Ca s’est très bien passé, je suis content de l’autonomie et de la confiance que l’on m’a donné.

Ce serait avec plaisir de re travailler dans cette association. »

Moïse, préparateur saisonnier à l’ensachage

 

 

 * * * *

« Je travaille dans l’association Kokopelli depuis février 2016, sortant d’un CDI étudiant dans un supermarché.

Quand j’ai été embauché (à la base pour un CDD comme ensacheuse) j’ai été très agréablement surprise du fonctionnement et c’est pourquoi, lorsque l’on m’a proposé un CDI je n’ai pas réfléchi trop longtemps et ai accepté avec grand plaisir.
Quand je me lève le matin pour venir travailler, je me lève avec enthousiasme.
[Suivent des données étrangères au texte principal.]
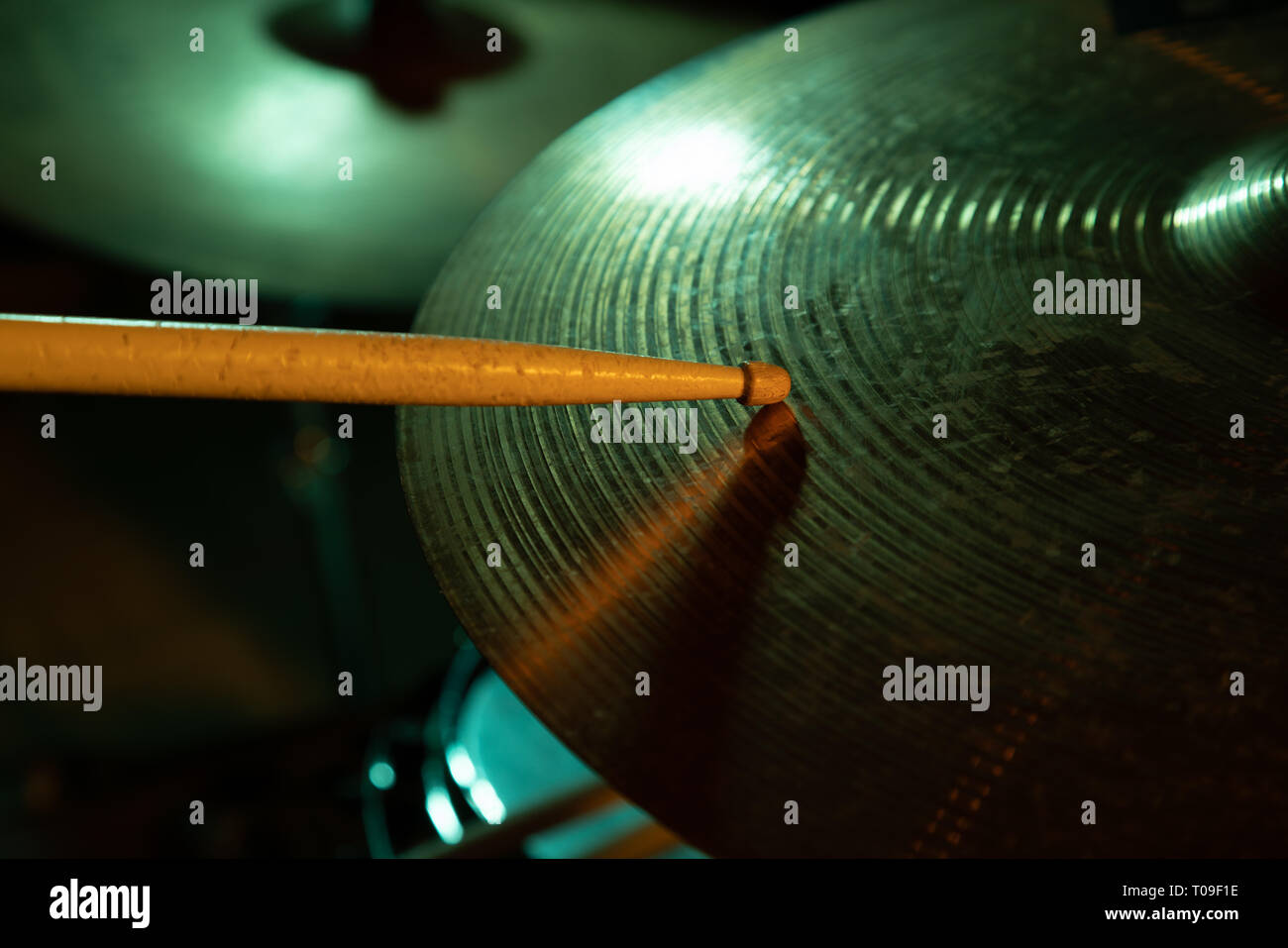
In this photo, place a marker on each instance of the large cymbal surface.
(671, 223)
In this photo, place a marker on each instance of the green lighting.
(381, 776)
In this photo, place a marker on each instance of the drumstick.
(120, 357)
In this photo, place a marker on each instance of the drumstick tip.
(764, 384)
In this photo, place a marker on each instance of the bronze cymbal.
(671, 223)
(226, 162)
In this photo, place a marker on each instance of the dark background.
(219, 683)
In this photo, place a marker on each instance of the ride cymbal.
(951, 447)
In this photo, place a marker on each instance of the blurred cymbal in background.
(226, 161)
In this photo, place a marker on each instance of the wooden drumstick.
(119, 357)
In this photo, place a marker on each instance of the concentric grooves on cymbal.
(669, 224)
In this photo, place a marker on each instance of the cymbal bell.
(945, 456)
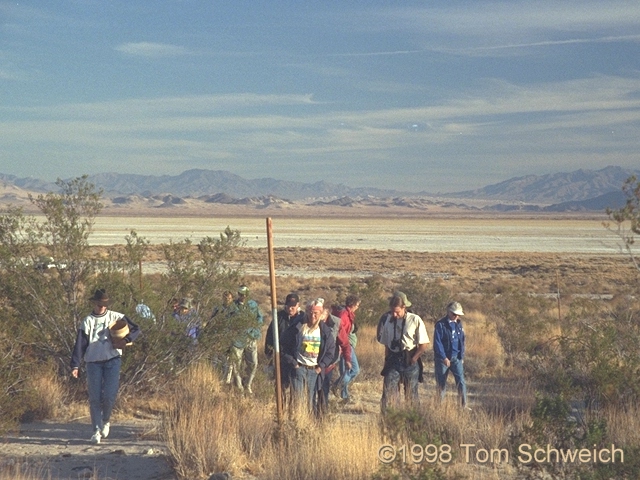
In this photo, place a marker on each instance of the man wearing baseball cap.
(289, 315)
(448, 349)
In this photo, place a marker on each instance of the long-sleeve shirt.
(93, 342)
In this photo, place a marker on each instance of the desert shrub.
(599, 354)
(47, 274)
(208, 430)
(45, 266)
(374, 299)
(484, 354)
(429, 298)
(525, 324)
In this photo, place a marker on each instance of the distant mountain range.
(573, 191)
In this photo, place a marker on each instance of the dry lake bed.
(533, 235)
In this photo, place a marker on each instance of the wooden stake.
(274, 323)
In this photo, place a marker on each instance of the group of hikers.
(314, 342)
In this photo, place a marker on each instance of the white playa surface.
(409, 234)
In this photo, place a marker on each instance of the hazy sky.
(435, 95)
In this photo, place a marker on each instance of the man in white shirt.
(405, 338)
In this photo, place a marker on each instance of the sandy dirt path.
(55, 450)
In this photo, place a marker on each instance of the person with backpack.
(349, 366)
(245, 347)
(342, 342)
(405, 339)
(448, 350)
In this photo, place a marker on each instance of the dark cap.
(292, 300)
(100, 297)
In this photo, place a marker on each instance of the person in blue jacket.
(448, 349)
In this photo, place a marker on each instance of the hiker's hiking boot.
(96, 437)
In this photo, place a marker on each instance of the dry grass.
(48, 396)
(484, 352)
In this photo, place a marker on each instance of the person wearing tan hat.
(101, 349)
(448, 350)
(405, 339)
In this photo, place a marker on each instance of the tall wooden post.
(274, 323)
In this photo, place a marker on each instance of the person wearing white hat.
(448, 349)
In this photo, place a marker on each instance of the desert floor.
(135, 451)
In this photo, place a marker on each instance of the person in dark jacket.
(308, 348)
(448, 350)
(289, 315)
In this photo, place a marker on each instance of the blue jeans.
(396, 372)
(457, 370)
(103, 381)
(347, 376)
(326, 385)
(305, 384)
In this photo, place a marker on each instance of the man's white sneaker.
(96, 437)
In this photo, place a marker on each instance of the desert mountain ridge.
(580, 190)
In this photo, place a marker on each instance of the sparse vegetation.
(539, 371)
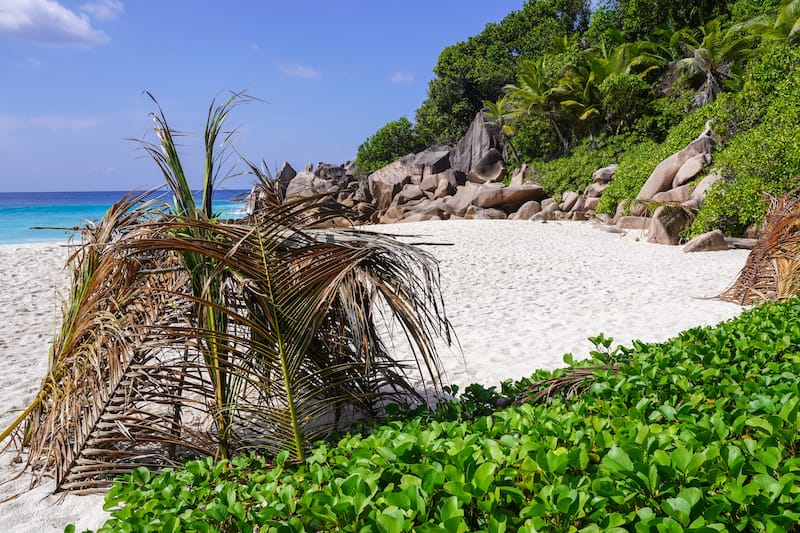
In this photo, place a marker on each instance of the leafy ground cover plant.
(699, 434)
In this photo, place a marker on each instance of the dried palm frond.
(772, 270)
(187, 336)
(571, 384)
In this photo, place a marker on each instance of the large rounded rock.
(526, 211)
(631, 222)
(667, 224)
(409, 193)
(569, 200)
(481, 137)
(605, 174)
(479, 213)
(306, 184)
(387, 182)
(676, 195)
(664, 173)
(457, 204)
(433, 160)
(521, 175)
(711, 241)
(689, 170)
(489, 169)
(285, 175)
(509, 199)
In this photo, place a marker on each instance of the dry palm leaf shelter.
(184, 335)
(772, 270)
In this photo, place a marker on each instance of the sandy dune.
(519, 294)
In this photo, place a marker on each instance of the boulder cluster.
(470, 181)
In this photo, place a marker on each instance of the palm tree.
(532, 95)
(782, 26)
(583, 91)
(185, 335)
(715, 57)
(502, 113)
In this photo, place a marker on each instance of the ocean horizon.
(22, 211)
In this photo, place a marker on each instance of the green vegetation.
(188, 336)
(573, 91)
(389, 143)
(699, 433)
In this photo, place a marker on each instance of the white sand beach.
(519, 295)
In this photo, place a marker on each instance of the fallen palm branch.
(772, 269)
(186, 336)
(572, 383)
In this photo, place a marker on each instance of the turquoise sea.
(20, 211)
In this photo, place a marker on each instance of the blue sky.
(330, 73)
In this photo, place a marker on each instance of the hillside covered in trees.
(630, 82)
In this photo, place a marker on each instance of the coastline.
(519, 294)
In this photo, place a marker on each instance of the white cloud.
(47, 22)
(104, 9)
(33, 62)
(298, 71)
(401, 77)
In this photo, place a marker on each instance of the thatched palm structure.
(187, 336)
(772, 270)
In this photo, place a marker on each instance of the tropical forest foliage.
(630, 83)
(699, 433)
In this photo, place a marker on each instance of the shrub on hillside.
(574, 172)
(391, 142)
(699, 433)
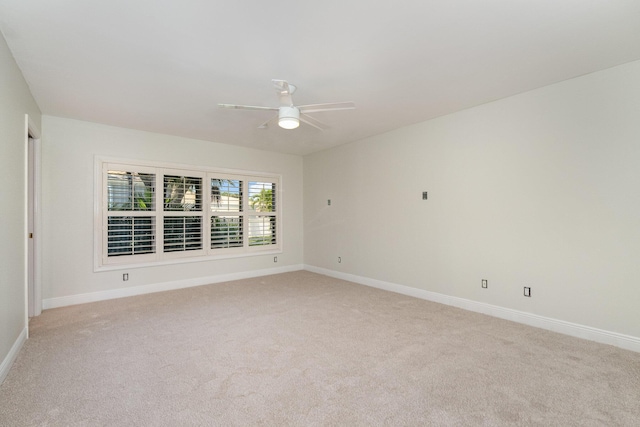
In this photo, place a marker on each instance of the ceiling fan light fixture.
(288, 117)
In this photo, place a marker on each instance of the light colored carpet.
(305, 349)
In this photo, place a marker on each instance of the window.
(154, 214)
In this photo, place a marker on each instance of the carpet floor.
(303, 349)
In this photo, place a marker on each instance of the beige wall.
(69, 149)
(540, 189)
(15, 102)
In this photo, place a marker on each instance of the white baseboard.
(626, 342)
(164, 286)
(6, 364)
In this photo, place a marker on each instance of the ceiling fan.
(289, 115)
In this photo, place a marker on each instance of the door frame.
(33, 220)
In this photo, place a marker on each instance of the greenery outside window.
(156, 214)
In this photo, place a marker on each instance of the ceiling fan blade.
(265, 125)
(246, 107)
(312, 122)
(334, 106)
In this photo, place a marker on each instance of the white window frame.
(104, 262)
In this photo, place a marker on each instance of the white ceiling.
(164, 65)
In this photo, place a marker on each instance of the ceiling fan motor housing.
(288, 117)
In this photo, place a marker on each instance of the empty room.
(330, 213)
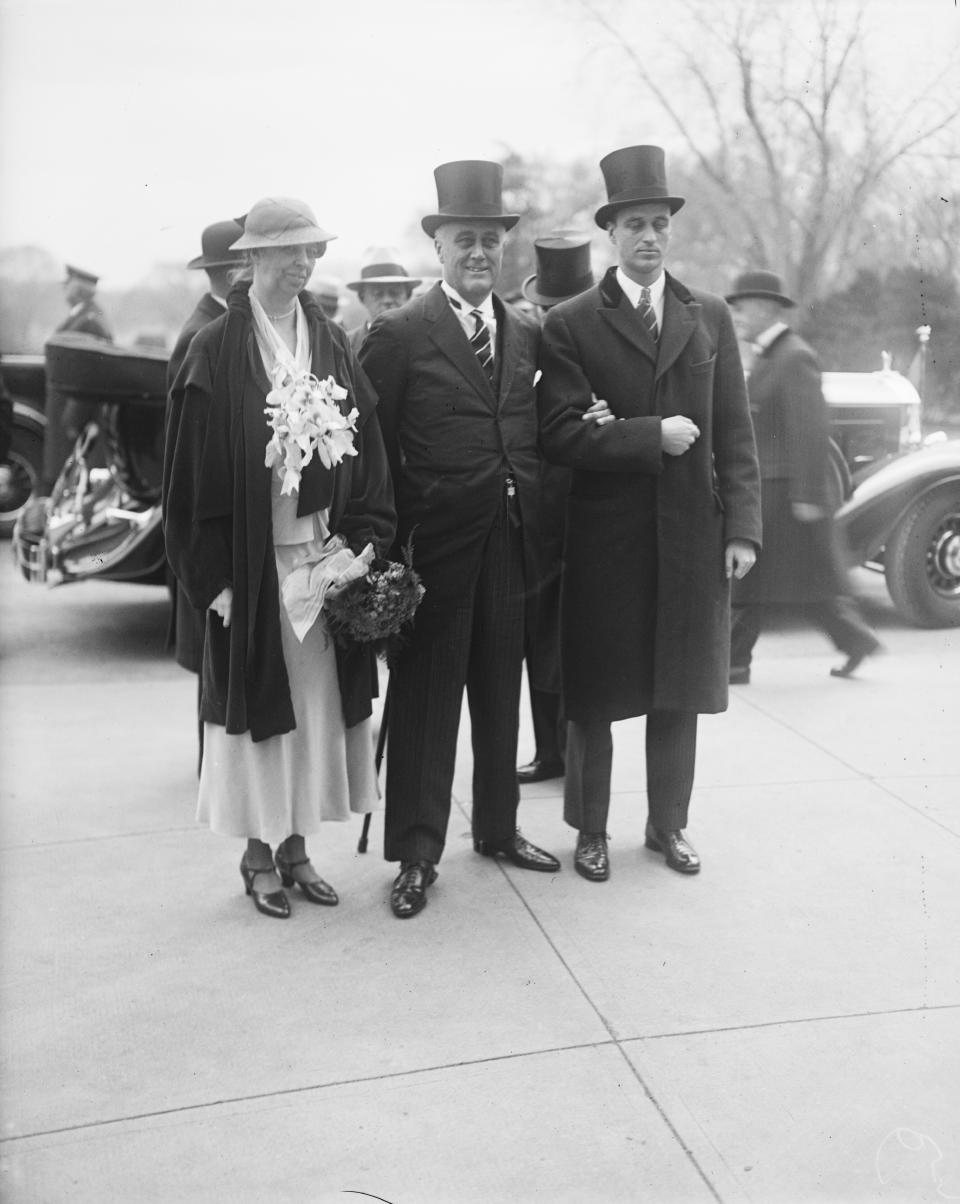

Je suis heureuse de travailler pour cette association qui véhicule de belles valeurs d’humanité  autant sur le fond que sur la forme.

Et puis, si nous n’étions pas contents, pourquoi continuerions-nous à venir travailler et à défendre notre association ?
Nous sommes actuellement une dizaine d’employés à l’année, et chaque année le nombre augmente, pour moi, CA c’est un signe !
Les gens qui n’ont pas eu l’occasion de travailler dans d’autres structures ne peuvent pas comprendre la chance que l’on a de travailler ici ! »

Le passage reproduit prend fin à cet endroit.